In a last-ditch move to solve the three-year-old killing of a freelance writer, investigators are asking for DNA samples from all 790 male residents of Truro, Ma., on Cape Cod, the New York Times reports. Police began collecting the samples last week, visiting delicatessens, the post office, and even the town dump to politely ask men to cooperate. The sweeping approach had been used only in limited instances before in the U.S., although it is more widely used in Europe. Sgt. David Perry of the Truro Police Department says the program is voluntary but that they will pay close attention to those who refuse to provide DNA. “We’re trying to find that person who has something to hide,” he said.
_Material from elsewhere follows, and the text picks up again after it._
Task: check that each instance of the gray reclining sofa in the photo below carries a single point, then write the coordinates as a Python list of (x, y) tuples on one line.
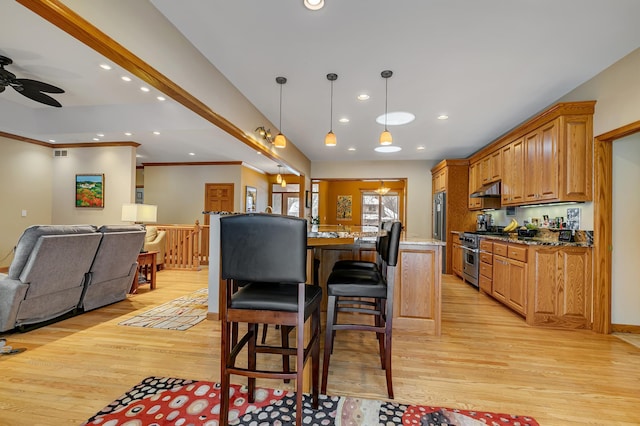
[(60, 269)]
It was the most notorious local killing in memory. Christa Worthington, 46, was found stabbed to death in her bungalow here on Jan. 6, 2002, her 2-year-old daughter, Ava, clinging to her body. Semen was found on the body, and in the last three years the police have investigated and ruled out an ex-boyfriend and other men, including a married man who is Ava’s father. The FBI said it thought the killer had Truro ties and suggested trying to match the semen in a global genetic canvass. Many residents have cooperated, but sme have complained. “I think it’s outrageous,” said Dick Seed, 44, a sign painter who called the American Civil Liberties Union to complain. Mass DNA collection has yielded results in criminal investigations in England and Germany. In this country, the technique has been tried in a few places, with less success.